The problem is worsening as civics education in our schools is increasingly inviting criticism. In the latest National Assessment of Educational Progress (NAEP) civics exam, only 25% of eighth-graders were “proficient,” with achievement scores stagnating since 1998. Thanks to the promotion of the highly misleading New York Times “1619 Project” in K-12, kids no longer can be sure whether 1776, as opposed to 1619, marked the founding of the United States.

Higher education is only adding to the problem. A 2016 report from the nonprofit American Council of Trustees and Alumni (ACTA), which supports liberal arts education, found that only 18% of four-year colleges require a foundational course in U.S. history or government, and 70% of the nation’s top colleges do not require even history majors to take a course in U.S. history, although many do require them to take a course in African or Middle Eastern or some other history that satisfies a “diversity” requirement.
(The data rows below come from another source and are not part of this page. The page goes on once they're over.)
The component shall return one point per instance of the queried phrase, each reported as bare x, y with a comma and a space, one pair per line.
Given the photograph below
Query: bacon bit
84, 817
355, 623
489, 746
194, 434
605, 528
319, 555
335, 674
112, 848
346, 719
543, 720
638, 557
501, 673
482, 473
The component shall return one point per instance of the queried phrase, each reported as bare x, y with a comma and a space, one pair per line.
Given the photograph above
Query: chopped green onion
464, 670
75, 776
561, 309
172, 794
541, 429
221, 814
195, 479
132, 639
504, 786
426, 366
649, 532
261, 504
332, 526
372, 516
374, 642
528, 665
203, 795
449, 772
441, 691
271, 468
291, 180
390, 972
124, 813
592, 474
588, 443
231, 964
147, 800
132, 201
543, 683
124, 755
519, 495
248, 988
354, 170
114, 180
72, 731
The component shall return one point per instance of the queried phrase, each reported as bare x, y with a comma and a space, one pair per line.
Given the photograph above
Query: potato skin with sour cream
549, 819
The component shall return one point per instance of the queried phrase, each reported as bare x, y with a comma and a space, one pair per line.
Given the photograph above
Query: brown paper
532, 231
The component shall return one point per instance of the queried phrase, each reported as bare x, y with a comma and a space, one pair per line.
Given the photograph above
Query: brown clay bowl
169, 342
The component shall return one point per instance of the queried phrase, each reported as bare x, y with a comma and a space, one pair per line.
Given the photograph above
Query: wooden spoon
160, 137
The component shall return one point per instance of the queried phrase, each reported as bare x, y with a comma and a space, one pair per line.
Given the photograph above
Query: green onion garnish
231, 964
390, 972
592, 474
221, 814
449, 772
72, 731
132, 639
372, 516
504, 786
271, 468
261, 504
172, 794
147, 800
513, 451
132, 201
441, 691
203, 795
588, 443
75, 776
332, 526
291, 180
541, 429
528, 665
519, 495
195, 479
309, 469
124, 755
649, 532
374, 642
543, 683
Not surprisingly, ACTA found abysmal ignorance on the part of recent college graduates. To cite a few examples from annual surveys:

Nearly half of college graduates could not identify correctly the term lengths of U.S. senators and representatives.

One third were unaware that FDR was associated with the New Deal.
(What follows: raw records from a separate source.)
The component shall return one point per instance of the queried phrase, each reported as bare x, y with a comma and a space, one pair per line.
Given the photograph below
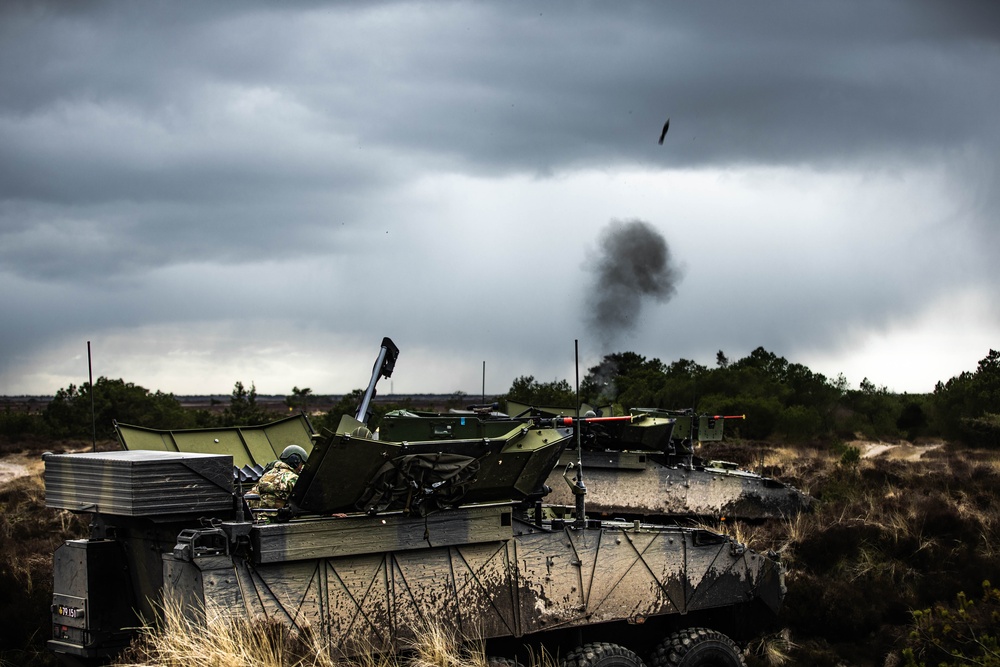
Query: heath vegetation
892, 568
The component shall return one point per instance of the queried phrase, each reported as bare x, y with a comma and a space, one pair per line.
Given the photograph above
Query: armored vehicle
645, 466
383, 538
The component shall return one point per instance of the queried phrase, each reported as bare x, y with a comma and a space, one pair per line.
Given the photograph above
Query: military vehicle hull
645, 468
381, 539
645, 484
372, 582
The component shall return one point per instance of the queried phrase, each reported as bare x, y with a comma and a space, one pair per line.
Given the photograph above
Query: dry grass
222, 642
263, 642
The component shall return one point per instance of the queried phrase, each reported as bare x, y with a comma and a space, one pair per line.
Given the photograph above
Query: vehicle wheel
494, 661
697, 647
601, 654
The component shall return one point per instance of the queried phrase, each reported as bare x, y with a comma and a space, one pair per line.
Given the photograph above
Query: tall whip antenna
580, 491
93, 413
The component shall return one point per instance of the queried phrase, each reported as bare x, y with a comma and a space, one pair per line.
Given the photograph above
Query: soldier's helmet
294, 456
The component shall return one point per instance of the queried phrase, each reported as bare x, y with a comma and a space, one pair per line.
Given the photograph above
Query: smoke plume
633, 265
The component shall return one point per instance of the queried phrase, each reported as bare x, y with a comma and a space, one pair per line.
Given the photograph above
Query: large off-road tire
697, 647
495, 661
601, 654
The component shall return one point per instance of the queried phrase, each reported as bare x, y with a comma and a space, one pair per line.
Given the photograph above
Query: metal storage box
139, 483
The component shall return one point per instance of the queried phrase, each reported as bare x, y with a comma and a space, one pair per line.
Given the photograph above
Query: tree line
781, 400
785, 400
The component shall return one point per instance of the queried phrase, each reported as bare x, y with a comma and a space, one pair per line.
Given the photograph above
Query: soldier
276, 484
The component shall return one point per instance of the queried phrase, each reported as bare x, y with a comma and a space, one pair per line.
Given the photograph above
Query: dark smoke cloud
633, 266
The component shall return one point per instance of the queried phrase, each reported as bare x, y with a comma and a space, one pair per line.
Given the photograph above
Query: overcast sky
213, 192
Fewer than 20% could define the Emancipation Proclamation, and more than a third could not place the American Civil War in its correct 20-year time frame.
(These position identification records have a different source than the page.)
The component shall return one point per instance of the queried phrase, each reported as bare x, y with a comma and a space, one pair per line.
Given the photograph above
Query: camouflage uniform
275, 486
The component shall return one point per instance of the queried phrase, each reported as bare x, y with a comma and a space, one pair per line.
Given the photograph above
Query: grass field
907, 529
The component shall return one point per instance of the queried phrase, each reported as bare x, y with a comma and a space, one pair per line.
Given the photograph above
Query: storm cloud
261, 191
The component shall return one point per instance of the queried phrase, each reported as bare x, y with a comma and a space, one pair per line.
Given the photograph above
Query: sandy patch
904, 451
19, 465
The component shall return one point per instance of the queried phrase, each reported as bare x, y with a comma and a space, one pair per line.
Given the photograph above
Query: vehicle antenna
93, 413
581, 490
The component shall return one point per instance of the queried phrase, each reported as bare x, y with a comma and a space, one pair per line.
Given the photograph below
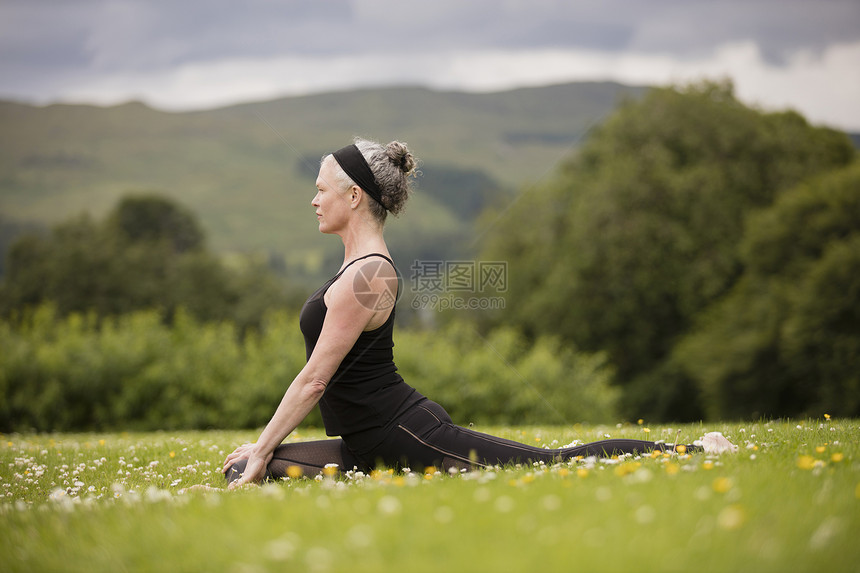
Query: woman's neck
362, 238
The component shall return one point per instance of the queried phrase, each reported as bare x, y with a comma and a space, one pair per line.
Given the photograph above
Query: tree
638, 232
148, 253
786, 340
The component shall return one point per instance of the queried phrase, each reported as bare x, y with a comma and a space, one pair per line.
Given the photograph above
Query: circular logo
366, 296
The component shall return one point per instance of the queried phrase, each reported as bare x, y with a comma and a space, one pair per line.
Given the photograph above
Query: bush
135, 372
501, 379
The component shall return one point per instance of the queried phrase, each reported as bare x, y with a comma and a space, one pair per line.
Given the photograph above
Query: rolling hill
248, 170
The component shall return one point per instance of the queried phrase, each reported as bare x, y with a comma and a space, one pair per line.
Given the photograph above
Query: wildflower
716, 443
330, 470
503, 504
722, 484
806, 462
645, 514
389, 505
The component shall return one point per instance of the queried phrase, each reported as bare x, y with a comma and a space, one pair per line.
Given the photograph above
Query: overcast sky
195, 54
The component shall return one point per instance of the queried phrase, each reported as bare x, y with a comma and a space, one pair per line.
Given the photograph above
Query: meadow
788, 500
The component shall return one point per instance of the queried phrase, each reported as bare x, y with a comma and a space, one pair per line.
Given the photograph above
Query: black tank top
366, 391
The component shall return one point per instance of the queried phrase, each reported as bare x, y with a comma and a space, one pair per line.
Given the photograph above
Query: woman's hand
255, 469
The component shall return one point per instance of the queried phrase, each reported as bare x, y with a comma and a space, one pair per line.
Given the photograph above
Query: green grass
787, 501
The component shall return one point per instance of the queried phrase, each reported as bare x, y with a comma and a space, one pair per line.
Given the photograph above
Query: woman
348, 325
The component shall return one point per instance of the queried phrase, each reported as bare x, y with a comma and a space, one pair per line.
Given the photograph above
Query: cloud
822, 85
189, 55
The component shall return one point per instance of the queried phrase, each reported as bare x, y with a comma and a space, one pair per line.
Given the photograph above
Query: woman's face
331, 202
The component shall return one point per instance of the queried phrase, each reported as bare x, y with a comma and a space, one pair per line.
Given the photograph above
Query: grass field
789, 500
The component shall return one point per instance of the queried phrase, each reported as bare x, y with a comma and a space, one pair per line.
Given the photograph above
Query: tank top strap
337, 276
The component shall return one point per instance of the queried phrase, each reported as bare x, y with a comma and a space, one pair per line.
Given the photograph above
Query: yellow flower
806, 462
330, 470
722, 484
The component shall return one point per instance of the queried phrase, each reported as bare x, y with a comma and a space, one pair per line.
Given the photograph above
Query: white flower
716, 443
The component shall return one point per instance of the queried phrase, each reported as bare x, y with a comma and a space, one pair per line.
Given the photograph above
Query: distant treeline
712, 250
694, 259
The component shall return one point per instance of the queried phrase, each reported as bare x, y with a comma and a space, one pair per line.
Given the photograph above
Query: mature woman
348, 325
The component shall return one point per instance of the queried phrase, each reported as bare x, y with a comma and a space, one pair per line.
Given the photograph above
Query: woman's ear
355, 196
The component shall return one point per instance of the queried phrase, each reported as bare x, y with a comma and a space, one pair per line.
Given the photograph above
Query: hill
248, 170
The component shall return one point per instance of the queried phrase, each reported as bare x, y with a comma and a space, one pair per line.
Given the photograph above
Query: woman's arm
345, 320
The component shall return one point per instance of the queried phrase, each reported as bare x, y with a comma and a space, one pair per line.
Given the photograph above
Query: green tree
638, 232
786, 340
148, 253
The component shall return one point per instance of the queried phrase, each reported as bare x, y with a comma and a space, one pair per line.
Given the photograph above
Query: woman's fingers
240, 453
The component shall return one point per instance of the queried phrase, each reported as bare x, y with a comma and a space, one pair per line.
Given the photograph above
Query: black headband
353, 163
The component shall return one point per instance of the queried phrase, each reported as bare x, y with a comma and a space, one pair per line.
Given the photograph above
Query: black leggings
426, 436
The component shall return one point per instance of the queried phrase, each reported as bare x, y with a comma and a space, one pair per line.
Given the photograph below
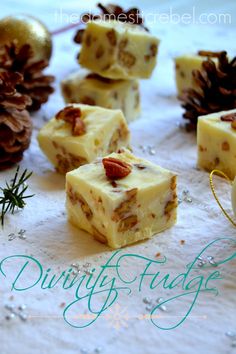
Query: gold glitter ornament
233, 194
27, 29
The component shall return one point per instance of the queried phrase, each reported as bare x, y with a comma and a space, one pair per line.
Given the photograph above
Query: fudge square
216, 139
184, 66
80, 133
90, 88
121, 199
118, 50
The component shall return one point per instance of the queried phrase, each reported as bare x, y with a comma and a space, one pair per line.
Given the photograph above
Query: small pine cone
215, 88
15, 122
35, 84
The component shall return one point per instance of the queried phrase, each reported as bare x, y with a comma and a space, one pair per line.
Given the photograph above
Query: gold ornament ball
27, 29
234, 197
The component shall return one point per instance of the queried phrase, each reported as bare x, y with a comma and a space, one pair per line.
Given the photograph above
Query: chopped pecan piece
225, 146
72, 115
172, 204
88, 100
233, 124
98, 235
111, 35
228, 117
128, 223
116, 169
126, 58
126, 206
100, 52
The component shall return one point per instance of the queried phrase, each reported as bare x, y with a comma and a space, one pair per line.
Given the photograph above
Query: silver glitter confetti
11, 237
231, 334
147, 300
16, 313
10, 317
83, 351
22, 307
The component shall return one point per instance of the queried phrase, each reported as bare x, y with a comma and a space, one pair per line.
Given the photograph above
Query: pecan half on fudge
118, 50
80, 133
121, 199
216, 138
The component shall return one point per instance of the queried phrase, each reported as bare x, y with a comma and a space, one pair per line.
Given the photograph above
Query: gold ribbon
214, 193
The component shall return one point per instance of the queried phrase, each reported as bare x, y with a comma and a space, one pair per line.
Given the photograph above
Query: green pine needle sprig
13, 195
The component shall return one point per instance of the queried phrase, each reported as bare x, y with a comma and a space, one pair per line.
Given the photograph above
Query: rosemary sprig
13, 194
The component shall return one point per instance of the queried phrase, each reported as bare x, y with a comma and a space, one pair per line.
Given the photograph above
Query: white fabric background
56, 244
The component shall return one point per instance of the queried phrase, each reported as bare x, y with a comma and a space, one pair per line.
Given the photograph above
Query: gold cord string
214, 193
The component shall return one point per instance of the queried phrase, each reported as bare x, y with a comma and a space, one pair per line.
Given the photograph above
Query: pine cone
114, 12
216, 88
35, 83
15, 122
Among the “Top 50” universities, only 22% knew that the source of the phrase “government of the people, by the people and for the people” was Lincoln’s Gettysburg Address. 

In “Academically Adrift,” Richard Arum and Josipa Roksa surveyed 3,000 students across dozens of campuses in the United States and found that almost half of the students demonstrated “no significant gains in learning” after two years of college, referring not just to lack of factual knowledge but, more importantly, the failure “to develop higher-order cognitive skills.” Possibly, this was because today’s students spend 50% less time studying than previous generations.  

Similarly, in “The Case Against Education,” Bryan Caplan documents considerable research showing that college students forget or never learn, and are unable to utilize, most course material they encounter in college.

A Nov. 4 CNN headline read: “College-Educated Voters Flock to Biden in Several Battleground States.” Sadly, given the present state of college education, there is little reason to think Biden voters are necessarily all that better informed and sophisticated than Trump voters these days. 

One of my heroes is E.D. Hirsch, author of “Cultural Literacy”  and “The Schools We Need.” (I had the privilege a few years ago of having dinner and serving on a panel with him at an education conference at the Brookings Institution.) One of the most prominent education theorists in the country, Hirsch is still writing at 92 years of age. His latest book, “How to Educate a Citizen: The Power of Shared Knowledge To Unify a Nation,”  speaks to the problem of civic know-nothingism that afflicts Americans, particularly our youth. Hirsch writes: 

“I went to elementary school in the early 1930s. The curriculum I received was nation-centered, not child-centered. We learned U.S. history. We honored American founders. We learned by heart the preambles to the Declaration of Independence and the Constitution. We learned about the Civil War. We memorized not only the Pledge of Allegiance … but also the Gettysburg Address.”

It is healthy that our body politic is witnessing an increased fervor for political participation. It would be even healthier if such participation were informed by both greater civic literacy as well as an understanding of the shared ideals the United States has been pursuing for over two centuries, however much we remain a work in progress. 

J. Martin Rochester, Curators’ Distinguished Teaching Professor of Political Science Emeritus at the University of Missouri-St. Louis, is the author of 10 books on international and American politics.